23] Darauf verbeugten sich diese beiden Bettler und zogen eiligen Schrittes übers Gebirge in ihr Land.

24] Wir aber gingen nun auch weiter und erreichten bald die große Herberge. Als wir uns derselben nahten, da entdeckte uns auch schon der überaus freundliche Wirt und zog uns mit offenen Armen entgegen. Als er uns erreicht hatte, da dankte er Mir für die Gnade, die seinem Hause durch Meinen Besuch zuteil geworden sei.

25] Ich aber sagte zu ihm: »Ja, wahrlich ist deinem Hause nun ein großes Heil widerfahren; aber darum hättest du nicht nötig gehabt ein Kalb zu schlachten, um für Mich und Meine Jünger ein Mittagsmahl zu bereiten; denn Ich sehe nur auf ein edles Herz und auf einen vollkommen guten Willen; wo Ich das wie bei dir antreffe, da bedarf es keines geschlachteten und gebratenen Kalbes und noch mehrerer anderer wohlbereiteter Speisen.
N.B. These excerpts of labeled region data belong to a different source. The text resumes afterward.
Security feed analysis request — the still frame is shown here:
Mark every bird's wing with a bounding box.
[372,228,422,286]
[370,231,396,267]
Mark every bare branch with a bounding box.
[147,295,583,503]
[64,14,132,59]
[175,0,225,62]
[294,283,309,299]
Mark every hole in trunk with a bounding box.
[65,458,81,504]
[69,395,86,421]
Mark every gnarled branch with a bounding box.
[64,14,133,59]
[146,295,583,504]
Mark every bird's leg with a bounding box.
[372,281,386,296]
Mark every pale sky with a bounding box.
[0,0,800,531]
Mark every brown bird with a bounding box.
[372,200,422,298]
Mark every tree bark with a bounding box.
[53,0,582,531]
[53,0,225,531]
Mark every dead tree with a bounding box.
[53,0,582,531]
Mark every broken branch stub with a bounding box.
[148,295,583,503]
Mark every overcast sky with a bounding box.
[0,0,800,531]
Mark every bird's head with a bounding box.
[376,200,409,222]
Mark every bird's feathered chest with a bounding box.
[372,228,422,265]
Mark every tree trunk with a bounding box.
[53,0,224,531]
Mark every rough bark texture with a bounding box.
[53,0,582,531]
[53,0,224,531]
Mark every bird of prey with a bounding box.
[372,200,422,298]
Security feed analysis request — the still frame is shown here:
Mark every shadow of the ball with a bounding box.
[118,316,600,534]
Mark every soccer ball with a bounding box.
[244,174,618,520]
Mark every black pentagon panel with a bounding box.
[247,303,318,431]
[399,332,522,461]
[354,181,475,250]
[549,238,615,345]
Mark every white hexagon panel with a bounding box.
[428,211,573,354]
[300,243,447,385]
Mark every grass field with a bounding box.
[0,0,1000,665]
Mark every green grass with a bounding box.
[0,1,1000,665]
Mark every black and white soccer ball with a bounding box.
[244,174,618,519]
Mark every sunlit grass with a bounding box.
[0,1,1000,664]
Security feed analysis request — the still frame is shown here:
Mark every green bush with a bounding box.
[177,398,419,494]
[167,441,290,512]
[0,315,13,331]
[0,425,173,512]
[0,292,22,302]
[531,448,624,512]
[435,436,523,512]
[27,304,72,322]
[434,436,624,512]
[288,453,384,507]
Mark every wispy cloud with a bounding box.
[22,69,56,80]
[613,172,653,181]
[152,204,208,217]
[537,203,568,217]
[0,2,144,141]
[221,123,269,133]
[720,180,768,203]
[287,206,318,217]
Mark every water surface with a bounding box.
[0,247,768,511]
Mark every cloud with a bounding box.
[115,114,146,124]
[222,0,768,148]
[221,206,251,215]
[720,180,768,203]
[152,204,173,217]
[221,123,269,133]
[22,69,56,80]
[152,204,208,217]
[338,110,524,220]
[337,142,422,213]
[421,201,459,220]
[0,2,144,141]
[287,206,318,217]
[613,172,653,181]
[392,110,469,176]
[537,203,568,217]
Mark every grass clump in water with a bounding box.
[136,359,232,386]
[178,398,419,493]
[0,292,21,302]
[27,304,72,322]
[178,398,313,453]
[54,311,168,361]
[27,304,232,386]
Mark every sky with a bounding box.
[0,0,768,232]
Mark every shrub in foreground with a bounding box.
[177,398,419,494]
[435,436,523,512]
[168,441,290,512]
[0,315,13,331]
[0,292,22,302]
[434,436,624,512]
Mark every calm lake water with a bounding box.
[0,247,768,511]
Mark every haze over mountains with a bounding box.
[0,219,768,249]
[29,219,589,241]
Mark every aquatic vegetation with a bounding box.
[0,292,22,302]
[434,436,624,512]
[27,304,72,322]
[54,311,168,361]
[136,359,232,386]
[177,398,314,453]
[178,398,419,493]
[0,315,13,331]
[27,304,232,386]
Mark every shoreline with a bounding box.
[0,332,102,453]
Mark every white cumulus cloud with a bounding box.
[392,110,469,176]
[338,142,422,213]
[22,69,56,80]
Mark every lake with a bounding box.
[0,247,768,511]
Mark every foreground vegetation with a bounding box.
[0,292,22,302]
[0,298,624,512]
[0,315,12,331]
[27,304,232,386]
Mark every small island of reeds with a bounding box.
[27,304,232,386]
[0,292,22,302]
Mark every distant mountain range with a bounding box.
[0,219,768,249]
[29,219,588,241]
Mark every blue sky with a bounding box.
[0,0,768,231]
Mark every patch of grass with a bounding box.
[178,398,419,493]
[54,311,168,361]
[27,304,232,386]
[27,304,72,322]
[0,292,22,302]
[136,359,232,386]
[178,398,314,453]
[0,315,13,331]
Aber du hast das aus Freude getan, weil du wußtest, daß Ich über den Mittag dein Gast sein werde, und so nehme Ich deine Aufmerksamkeit denn auch freudig auf. Aber lange werden wir uns in deinem Hause nicht aufhalten, da wir noch einen gestreckten Weg vor uns haben.«

26] Sagte der Wirt: »O Herr und Meister, alles geschehe nach Deinem Willen und Wohlgefallen! Ich hatte aber mit meiner Familie mich ein wenig zu ängstigen angefangen, als hättest Du etwa doch einen andern Weg eingeschlagen; denn nach meiner Rechnung hättest Du mit den Jüngern schon vor einer guten halben Stunde hier eintreffen mögen.«

27] Sagte Ich: »Das wäre auch geschehen, so Ich nicht eure Heerstraße von einer schon alten Unlauterkeit hätte zu säubern bekommen. Solche gute und notwendige Arbeit hat uns denn ein wenig aufgehalten, und so mußte Ich um eine kleine Zeit später hier eintreffen; aber Ich traf nun dennoch zur rechten Zeit wie allzeit ein.«

28] Sagte der Wirt: »Aber, Herr und Meister, wie möchtest Du Dich wohl mit der gemeinen Straßenreinigungsarbeit abgeben, - denn das ist eine Arbeit für unsere untersten Knechte?«

29] Sagte Ich: »O Freund! So Ich eure Lebenswege nicht reinigen, fegen und ordnen würde, so wäre es um das Heil eurer Seelen geschehen! Ich bin auch ein erster, bester und wahrster Wegmacher und Wegreiniger. Wo Ich die Wege nicht bahne und reinige, da gibt es entweder gar keine Wege, und so, es schon irgend auch Scheinwege gibt, da sind sie aber dennoch so voll Unrates und Morastes, daß auf denselben kein Wanderer weiterkommen kann, sondern er ist genötigt, entweder umzukehren oder auf dem Wege im tiefen Kote zu ersticken. - Verstehe dies Bild wohl, und du wirst dann schon ins klare kommen, wie und warum Ich ein Wegmacher und ein wahrer Wegmeister bin!«

30] Der Wirt verstand zwar dieses Bild nicht, aber Meine Jünger hatten es ihm bald verdolmetscht, worauf wir uns dann in das Haus begaben und im selben das wohlbereitete Mahl zu uns nahmen. Der Wein machte den Wirt und seine Familie sehr heiter und beredt, darum er Mir denn auch einen wärmsten Dank für die gewisse Straßenreinigung darbrachte. Wir hielten uns hier in allem bei anderthalb Stunden auf und belehrten des Wirtes Leute über manches und zogen fürbaß.